Key Design Decisions

CSI codes as universal embedding layer. Every pixel, annotation, tag, table cell, keynote, and spatial zone gets CSI-tagged. The CSI graph is a condensed project representation giving the LLM efficient navigation without reading raw OCR. This is the core architectural insight — structured tags compress information 40:1.

Confidence scores, never binary decisions. Every system outputs 0.0–1.0 confidence. A text region at 0.6 flows downstream; the table classifier might boost it to 0.85 if keywords match, or decay it to 0.3. Multiple independent signals that agree compound confidence.

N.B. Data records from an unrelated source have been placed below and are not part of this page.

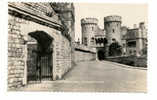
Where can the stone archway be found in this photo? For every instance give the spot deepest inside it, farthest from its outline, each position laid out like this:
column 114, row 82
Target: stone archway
column 41, row 52
column 101, row 55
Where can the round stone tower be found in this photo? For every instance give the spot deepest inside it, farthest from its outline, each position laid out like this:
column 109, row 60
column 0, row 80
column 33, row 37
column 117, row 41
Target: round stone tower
column 112, row 25
column 89, row 29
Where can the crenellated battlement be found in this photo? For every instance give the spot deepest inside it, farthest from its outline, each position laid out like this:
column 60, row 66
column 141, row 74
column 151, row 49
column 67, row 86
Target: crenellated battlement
column 89, row 21
column 112, row 18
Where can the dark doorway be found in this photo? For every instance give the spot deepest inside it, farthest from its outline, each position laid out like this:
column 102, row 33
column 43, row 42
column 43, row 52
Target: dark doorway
column 40, row 55
column 101, row 55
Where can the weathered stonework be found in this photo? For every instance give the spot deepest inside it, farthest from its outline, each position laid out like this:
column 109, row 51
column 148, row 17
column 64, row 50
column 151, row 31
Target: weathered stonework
column 21, row 44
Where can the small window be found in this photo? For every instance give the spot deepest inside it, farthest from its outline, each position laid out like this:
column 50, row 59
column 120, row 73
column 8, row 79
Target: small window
column 130, row 52
column 92, row 28
column 85, row 41
column 113, row 30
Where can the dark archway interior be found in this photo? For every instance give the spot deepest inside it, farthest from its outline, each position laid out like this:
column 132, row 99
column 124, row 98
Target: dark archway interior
column 101, row 55
column 43, row 39
column 42, row 57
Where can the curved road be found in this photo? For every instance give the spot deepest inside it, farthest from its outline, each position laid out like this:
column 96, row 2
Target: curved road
column 97, row 76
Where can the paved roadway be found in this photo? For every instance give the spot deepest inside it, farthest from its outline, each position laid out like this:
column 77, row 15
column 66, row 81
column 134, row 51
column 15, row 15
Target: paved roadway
column 96, row 76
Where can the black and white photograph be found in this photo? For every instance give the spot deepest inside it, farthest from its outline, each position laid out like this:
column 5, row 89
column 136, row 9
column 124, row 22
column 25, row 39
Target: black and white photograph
column 77, row 47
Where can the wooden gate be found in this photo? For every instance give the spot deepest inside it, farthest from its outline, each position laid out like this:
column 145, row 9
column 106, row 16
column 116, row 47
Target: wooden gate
column 44, row 66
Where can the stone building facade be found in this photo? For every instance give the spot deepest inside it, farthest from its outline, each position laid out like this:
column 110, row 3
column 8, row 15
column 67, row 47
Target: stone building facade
column 114, row 39
column 136, row 40
column 37, row 37
column 93, row 36
column 89, row 28
column 112, row 25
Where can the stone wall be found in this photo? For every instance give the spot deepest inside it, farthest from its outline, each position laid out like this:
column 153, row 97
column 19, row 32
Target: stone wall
column 18, row 30
column 16, row 53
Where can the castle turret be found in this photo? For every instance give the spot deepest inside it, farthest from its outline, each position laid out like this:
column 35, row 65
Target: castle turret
column 89, row 29
column 112, row 25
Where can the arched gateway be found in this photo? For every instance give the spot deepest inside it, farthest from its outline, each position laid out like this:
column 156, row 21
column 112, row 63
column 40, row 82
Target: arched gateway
column 40, row 57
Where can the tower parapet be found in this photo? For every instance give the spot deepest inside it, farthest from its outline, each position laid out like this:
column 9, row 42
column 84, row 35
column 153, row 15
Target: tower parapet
column 89, row 21
column 89, row 28
column 113, row 18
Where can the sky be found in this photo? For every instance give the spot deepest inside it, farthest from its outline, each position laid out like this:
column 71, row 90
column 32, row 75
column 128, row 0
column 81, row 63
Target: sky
column 131, row 14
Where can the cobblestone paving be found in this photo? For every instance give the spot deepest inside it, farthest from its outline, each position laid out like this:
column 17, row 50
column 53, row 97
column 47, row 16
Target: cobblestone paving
column 96, row 76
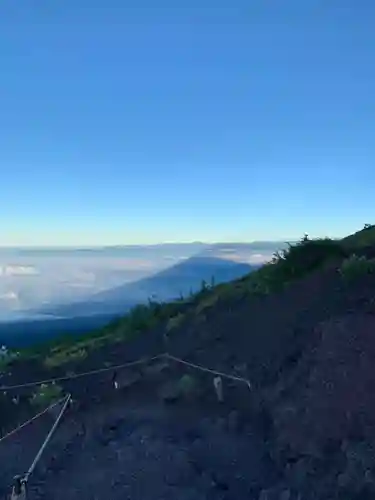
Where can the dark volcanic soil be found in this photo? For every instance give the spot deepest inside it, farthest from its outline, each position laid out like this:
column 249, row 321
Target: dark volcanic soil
column 140, row 452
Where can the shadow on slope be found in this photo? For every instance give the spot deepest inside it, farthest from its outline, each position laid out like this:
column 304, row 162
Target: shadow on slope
column 182, row 279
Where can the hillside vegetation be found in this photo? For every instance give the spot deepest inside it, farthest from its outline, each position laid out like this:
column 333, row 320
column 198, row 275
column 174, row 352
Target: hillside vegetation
column 293, row 263
column 300, row 329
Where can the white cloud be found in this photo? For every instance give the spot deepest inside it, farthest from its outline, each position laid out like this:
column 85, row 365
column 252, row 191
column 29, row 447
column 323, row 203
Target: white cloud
column 18, row 270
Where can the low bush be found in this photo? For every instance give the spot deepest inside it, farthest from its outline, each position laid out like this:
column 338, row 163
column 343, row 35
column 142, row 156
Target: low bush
column 46, row 394
column 356, row 266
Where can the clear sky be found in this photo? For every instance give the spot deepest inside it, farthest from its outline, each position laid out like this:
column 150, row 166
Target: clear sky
column 150, row 121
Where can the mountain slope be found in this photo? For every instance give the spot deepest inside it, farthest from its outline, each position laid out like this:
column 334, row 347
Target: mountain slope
column 299, row 329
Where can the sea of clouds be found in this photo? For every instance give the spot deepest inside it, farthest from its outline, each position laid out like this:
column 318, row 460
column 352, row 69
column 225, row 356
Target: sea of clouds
column 31, row 280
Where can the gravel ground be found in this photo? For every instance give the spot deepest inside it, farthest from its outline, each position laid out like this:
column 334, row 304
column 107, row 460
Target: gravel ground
column 140, row 452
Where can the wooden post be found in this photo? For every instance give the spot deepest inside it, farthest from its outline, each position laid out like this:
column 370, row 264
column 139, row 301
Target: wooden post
column 218, row 385
column 19, row 489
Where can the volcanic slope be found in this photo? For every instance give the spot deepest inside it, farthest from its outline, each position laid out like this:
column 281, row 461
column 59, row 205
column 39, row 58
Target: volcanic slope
column 300, row 329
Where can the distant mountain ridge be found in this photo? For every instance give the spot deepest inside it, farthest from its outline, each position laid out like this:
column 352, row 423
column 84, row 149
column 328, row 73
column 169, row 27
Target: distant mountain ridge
column 173, row 282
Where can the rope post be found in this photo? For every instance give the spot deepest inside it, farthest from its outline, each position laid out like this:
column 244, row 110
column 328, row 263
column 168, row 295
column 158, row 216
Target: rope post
column 218, row 385
column 19, row 489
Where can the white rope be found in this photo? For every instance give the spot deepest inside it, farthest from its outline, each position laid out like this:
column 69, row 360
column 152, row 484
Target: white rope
column 25, row 424
column 101, row 370
column 47, row 439
column 124, row 365
column 79, row 375
column 209, row 370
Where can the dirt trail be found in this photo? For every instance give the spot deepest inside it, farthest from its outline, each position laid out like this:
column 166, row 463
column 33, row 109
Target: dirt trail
column 139, row 451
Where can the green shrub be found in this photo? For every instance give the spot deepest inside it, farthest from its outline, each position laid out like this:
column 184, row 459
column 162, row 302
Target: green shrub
column 58, row 358
column 46, row 394
column 187, row 385
column 175, row 322
column 356, row 266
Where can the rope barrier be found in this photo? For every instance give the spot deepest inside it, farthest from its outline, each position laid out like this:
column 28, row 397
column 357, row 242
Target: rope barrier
column 47, row 439
column 125, row 365
column 25, row 424
column 21, row 481
column 79, row 375
column 209, row 370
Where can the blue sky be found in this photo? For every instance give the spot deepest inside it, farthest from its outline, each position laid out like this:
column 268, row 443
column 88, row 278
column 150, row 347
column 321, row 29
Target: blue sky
column 142, row 122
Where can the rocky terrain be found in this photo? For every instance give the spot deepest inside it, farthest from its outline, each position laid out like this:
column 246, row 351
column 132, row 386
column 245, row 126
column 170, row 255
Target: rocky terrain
column 301, row 330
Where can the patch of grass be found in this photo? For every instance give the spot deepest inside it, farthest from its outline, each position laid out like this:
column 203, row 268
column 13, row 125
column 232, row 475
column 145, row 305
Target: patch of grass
column 61, row 357
column 175, row 322
column 209, row 301
column 356, row 266
column 187, row 385
column 363, row 238
column 46, row 394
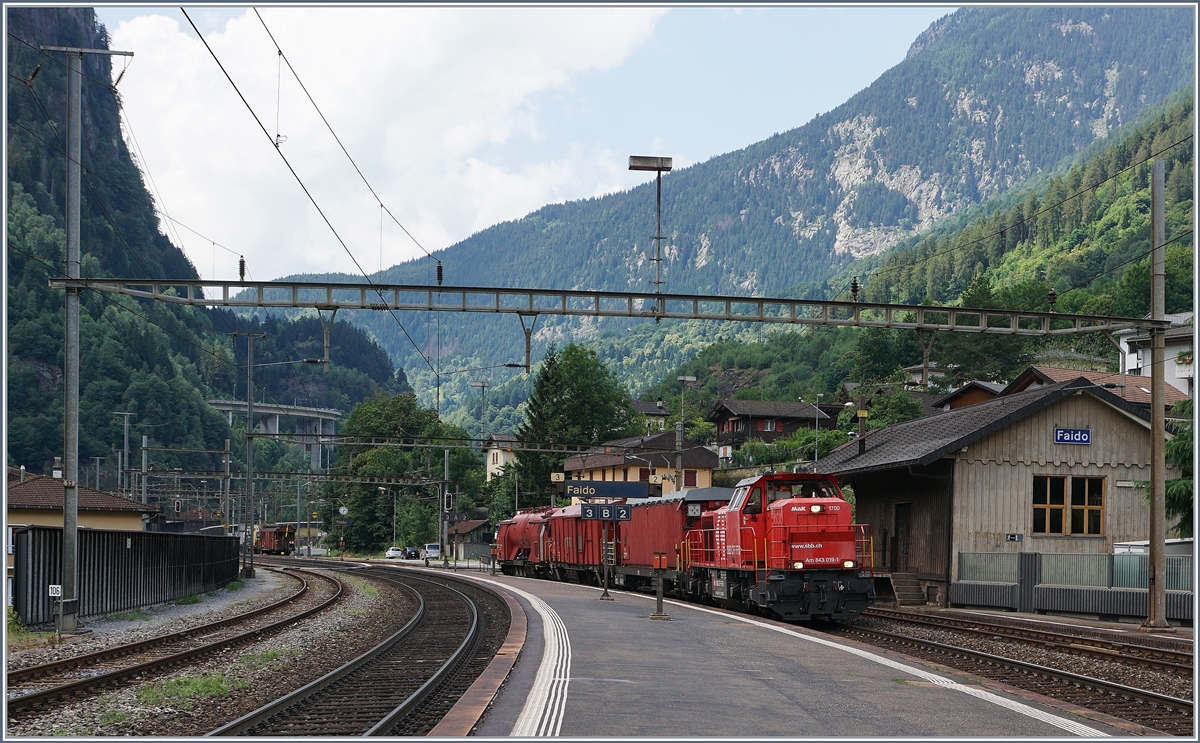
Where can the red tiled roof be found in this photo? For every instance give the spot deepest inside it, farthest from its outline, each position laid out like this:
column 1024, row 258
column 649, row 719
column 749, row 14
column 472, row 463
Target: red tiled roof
column 42, row 492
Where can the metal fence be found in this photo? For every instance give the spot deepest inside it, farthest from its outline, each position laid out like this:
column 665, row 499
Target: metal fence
column 1111, row 585
column 988, row 567
column 118, row 570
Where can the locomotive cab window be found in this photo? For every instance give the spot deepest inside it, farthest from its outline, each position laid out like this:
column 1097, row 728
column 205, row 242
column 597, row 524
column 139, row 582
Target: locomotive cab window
column 738, row 498
column 778, row 491
column 754, row 503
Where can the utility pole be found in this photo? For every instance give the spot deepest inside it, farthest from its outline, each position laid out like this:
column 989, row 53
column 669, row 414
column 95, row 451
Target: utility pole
column 247, row 562
column 659, row 166
column 225, row 491
column 1156, row 618
column 97, row 460
column 125, row 459
column 683, row 388
column 445, row 508
column 67, row 618
column 145, row 465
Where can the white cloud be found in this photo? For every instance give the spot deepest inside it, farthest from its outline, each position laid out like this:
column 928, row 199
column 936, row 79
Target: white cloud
column 423, row 99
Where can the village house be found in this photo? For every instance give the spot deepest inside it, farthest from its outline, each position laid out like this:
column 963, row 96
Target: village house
column 1051, row 469
column 635, row 460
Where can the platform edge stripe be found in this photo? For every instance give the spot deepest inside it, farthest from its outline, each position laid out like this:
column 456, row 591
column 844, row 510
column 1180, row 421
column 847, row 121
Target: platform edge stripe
column 471, row 706
column 995, row 699
column 550, row 687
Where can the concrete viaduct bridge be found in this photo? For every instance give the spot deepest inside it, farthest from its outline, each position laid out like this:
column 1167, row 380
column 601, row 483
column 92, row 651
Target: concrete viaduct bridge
column 313, row 423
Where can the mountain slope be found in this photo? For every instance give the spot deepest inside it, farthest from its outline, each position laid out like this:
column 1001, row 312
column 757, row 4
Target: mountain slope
column 985, row 99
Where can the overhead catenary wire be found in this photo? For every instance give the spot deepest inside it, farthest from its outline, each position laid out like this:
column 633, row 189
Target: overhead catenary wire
column 336, row 138
column 1023, row 221
column 305, row 189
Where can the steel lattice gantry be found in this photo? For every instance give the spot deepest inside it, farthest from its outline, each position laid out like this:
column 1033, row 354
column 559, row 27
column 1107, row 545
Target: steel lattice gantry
column 635, row 305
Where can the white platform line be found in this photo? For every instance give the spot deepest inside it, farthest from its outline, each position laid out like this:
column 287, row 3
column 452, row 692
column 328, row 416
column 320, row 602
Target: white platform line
column 1065, row 724
column 543, row 713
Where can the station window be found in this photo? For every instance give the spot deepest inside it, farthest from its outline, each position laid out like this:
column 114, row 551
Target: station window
column 1049, row 503
column 1087, row 505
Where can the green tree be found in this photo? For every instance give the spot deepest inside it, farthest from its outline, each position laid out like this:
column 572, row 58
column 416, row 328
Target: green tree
column 576, row 400
column 371, row 510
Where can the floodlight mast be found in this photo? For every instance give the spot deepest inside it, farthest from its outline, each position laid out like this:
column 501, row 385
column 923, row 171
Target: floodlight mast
column 659, row 166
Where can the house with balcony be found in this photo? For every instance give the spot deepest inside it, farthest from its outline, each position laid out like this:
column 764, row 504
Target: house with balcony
column 738, row 420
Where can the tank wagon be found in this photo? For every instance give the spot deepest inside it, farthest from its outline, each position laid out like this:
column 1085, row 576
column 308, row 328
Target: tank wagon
column 275, row 539
column 779, row 543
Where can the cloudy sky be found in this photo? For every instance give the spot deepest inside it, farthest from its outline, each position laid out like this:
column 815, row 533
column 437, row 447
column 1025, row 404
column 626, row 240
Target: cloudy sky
column 457, row 117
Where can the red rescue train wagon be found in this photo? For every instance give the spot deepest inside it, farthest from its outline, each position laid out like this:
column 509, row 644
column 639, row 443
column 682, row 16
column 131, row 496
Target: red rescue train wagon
column 779, row 543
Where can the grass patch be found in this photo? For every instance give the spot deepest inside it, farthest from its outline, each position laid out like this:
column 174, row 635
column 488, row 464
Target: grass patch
column 137, row 615
column 261, row 659
column 183, row 691
column 16, row 629
column 364, row 586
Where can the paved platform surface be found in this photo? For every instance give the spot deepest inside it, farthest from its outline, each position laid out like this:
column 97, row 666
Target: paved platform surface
column 713, row 673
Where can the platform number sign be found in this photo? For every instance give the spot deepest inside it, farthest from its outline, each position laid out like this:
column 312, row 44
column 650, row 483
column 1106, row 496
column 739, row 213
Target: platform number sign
column 606, row 511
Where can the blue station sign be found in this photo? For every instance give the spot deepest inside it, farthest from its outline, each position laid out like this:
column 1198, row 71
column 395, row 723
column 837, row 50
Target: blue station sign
column 606, row 511
column 593, row 489
column 1073, row 436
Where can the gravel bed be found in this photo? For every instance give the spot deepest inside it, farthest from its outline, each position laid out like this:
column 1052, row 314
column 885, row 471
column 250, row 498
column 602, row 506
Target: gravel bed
column 1159, row 682
column 123, row 628
column 252, row 675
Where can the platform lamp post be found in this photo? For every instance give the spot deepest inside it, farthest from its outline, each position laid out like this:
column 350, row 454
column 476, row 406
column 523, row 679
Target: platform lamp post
column 683, row 388
column 659, row 166
column 384, row 490
column 816, row 431
column 483, row 411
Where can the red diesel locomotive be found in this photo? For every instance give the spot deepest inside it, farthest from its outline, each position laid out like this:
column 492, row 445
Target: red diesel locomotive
column 781, row 543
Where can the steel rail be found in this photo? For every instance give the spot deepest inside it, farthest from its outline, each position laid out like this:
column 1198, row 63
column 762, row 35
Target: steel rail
column 1103, row 687
column 1107, row 649
column 637, row 305
column 282, row 705
column 30, row 672
column 35, row 699
column 415, row 699
column 268, row 711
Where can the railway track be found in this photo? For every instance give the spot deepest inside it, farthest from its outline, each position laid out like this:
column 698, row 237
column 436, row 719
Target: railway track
column 406, row 683
column 1129, row 653
column 34, row 688
column 1159, row 712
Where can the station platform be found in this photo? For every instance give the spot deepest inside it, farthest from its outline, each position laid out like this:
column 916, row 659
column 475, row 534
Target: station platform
column 605, row 669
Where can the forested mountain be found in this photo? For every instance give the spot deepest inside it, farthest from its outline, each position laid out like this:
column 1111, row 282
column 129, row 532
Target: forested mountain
column 161, row 363
column 985, row 99
column 1086, row 233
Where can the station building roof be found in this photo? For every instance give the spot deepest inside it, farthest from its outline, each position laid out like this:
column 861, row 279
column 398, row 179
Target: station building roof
column 40, row 492
column 924, row 441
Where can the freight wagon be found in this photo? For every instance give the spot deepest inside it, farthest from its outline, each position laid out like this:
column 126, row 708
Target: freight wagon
column 275, row 539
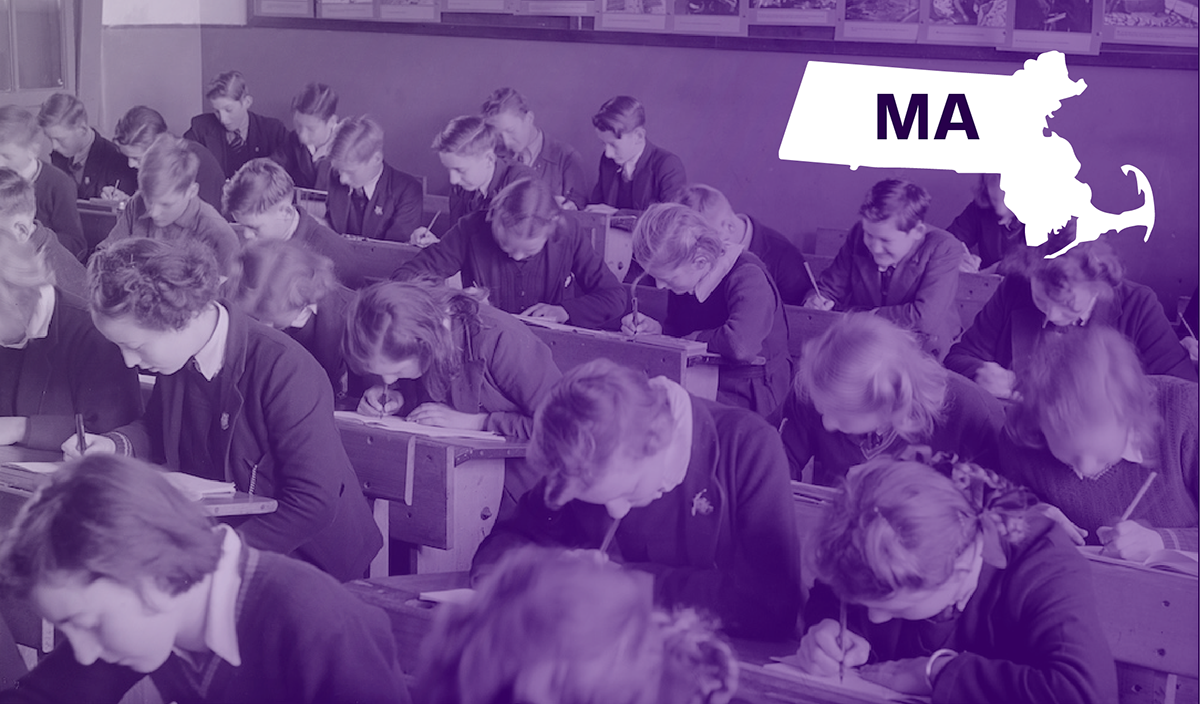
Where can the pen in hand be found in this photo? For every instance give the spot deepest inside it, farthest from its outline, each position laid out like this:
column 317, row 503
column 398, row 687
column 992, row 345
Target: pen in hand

Normalized coordinates everywhere. All annotations stored as 0-1 ratios. Rendering multiplies by current canvas dimensions. Zoom-independent, DPI-independent, resolution-independent.

No migrations for new annotation types. The data jsonb column on annotations absorbs new types without schema changes. Count markers, area polygons, scale calibrations, and YOLO detections all share one table.

Admin dashboard is the authority. All customization (heuristic rules, YOLO class names, CSI mappings, LLM config, pipeline toggles) lives in admin UI. Code provides defaults only. Different companies have different models with different class names — the admin adapts without code changes.

Two-phase heuristic execution. Rules work in text-only mode during OCR processing, then get re-scored with YOLO spatial signals after model load. Same rules, richer evidence.

Graceful degradation everywhere. Each processing step has independent try-catch. Textract failure falls through to Tesseract then to empty. Missing YOLO data → text-only heuristics. Missing CSI database → empty codes. The pipeline always completes.


License

BlueprintParser is source-available software.

Free for:

  • Personal use
  • Research
  • Education
  • Internal evaluation

Commercial use requires a separate written license.